Francis Scott Key School is a public elementary school located in the Central South Philadelphia neighborhood of Philadelphia, Pennsylvania. It is a part of the School District of Philadelphia.

The historic school building was built in 1889, and is a three-story, eight-bay, brick building on a limestone base in the Late Victorian-style. It features a decorative brick corbel, small pedimented dormer, and three great flaring capped chimneys. It was named for American lawyer, author, and amateur poet Francis Scott Key (1779–1843).

It was added to the National Register of Historic Places in 1986.

Areas assigned to Key are assigned to Southwark School for grades 7–8. Students zoned to Southwark and to Key are also zoned to South Philadelphia High School.

==History==
In 1988 over 75% of Key's students were under the poverty line.
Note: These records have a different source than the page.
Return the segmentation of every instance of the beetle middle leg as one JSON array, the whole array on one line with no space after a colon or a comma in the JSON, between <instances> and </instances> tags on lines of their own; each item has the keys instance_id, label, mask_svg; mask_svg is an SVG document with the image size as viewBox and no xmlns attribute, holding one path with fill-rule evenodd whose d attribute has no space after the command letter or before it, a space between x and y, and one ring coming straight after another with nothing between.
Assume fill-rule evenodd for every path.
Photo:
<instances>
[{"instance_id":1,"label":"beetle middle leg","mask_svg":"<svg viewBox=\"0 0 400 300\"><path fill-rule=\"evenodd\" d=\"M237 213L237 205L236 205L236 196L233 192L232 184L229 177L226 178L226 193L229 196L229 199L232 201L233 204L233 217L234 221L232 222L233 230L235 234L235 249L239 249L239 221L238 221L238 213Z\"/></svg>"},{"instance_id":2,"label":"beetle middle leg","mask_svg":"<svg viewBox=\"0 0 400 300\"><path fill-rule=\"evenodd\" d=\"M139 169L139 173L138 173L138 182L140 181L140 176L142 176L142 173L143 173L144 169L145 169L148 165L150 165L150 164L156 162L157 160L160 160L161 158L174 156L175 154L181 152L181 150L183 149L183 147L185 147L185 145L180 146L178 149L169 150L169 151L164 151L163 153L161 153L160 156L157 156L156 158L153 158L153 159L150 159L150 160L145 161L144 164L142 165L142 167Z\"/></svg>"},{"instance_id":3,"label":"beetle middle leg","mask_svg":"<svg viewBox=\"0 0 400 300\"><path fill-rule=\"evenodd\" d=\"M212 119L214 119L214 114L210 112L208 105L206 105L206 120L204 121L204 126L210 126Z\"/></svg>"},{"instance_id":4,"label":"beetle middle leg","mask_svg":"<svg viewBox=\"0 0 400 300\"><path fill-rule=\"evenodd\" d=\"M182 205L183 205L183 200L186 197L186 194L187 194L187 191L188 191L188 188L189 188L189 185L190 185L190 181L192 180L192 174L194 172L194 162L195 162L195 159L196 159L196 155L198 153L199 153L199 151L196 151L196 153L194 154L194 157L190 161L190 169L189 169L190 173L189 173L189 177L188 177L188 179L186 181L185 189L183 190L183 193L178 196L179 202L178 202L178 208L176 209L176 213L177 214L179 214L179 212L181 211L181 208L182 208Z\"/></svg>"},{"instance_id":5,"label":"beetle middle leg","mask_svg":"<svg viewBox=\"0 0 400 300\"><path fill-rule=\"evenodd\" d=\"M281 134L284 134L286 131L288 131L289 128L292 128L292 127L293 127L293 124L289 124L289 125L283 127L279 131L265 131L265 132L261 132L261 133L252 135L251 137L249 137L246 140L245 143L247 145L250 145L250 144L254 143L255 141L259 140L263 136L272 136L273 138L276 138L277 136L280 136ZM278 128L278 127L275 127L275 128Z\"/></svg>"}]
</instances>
Prior to 1989 Key was a K-8 school. In 1989 the district decided to move grades 6–8 to Southwark School in order to relieve overcrowding at area elementary schools, and in turn the high school program Southwark Motivation, on the third floor of Southwark, was to be moved to South Philadelphia High.

On June 10, 2015, an emergency notification was sent regarding asbestos found at Key. District spokesperson Fernando Gallard stated that the district had discovered the asbestos before the notification, sent by Philadelphia city controller Alan Butkovitz to officials, was sent out, and that the problem had been fixed.